Le pacou

 

                                     PACOUS, KOUMAROUS

            (piaructus mesopotamicus et piaructus brachypomus) de la famille des characidés

 

        

Plusieurs espèces aux caractéristiques morphologiques et mœurs semblables sont regroupées sous le générique de pacou et koumarou en Guyane française. Aussi, compte tenu de comportements pratiquement identiques, parlerons-nous de notre animal au singulier. Ce magnifique poisson possède une apparence assez semblable à celle d’un piranha, de forme discoïdale, mais en beaucoup plus massif et compact. Le pacou est selon les ichtyologues végétarien et principalement granivore et frugivore d’où sa présence fréquente sous les palmiers dont il se repaît des graines à haute teneur énergétique, fruits de la taille d’une petite prune dont les teintes vont de l’orange au violet foncé. Il s’alimente aussi d’algues accrochées aux rochers et ne dédaigne pas à l’occasion de croquer alevins, escargots d’eau, crabes d’eau douce et crevettes.

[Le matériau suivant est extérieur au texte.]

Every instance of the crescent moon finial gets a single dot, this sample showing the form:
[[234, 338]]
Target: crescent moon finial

Dans les faits, le pacou est omnivore. Poisson de rapides grégaire, par excellence, notre animal se poste dans les courants violents, au milieu des amas rocailleux et en aval des chutes.

Le matériel:

Une solide canne de 10 avec une action de pointe nettement marquée sera l'outil idéal, pour propulser une soie souvent lourde, animer la mouche, et maïtriser ce poisson à la défence opiniâtre. Un moulinet de haute qualité avec un frein à disque progressif sera plus que nécessaire pour conclure  les combats avec de gros pacous dans des courants puissants, véritables parties de bras de fer qui se gagnent centimètre par centimètre.

                               

                 * Mouche graine/ fruit en poil de cervidé (montage L.F Pinheiro)

La technique:

 Votre expérience en noyée des salmonidés vous sera précieuse. Les lignes plongeantes seront de type différent en fonction de la rapidité du courant. Les soies du genre « teeny nymph » avec pointe plongeante à haute densité représentent l’idéal en la matière. Sachez également que le pacou ne se nourrit pas au fond. Sa mâchoire légèrement prognathe caractérise en effet les poissons qui s’intéressent principalement à ce qui se passe dans les zones de surface. Le combat avec un pacou n’est jamais gagné d’avance. D’une vigueur peu commune, sa lutte obstinée évoque celle d’un carangidé, or quand on sait que son poids moyen se situe entre quatre et huit livres pour des extrêmes pouvant atteindre plus de vingt kilogrammes et que son biotope est essentiellement les eaux courantes et souvent profondes, mieux vaut prendre certaines précautions.

 Les mouches:

Les mouches de teinte générale orange à noir s’avéreront les plus prenantes. De bons modèles à tarpon classique donnent de bons résultats. Mais une imitation de graine réalisée en « yarn » ou en poil de cervidé pourrait bien être la panacée*... N’omettez pas d’utiliser un bas de ligne en acier ou en fluorocarbone, car si les dents du pacou ne sont pas aussi coupantes que celles de son cousin le piranha, elles n’en demeurent pas moins de redoutables meules capables de broyer d’un coup des graines dont le noyau a la dureté de celui d’une olive.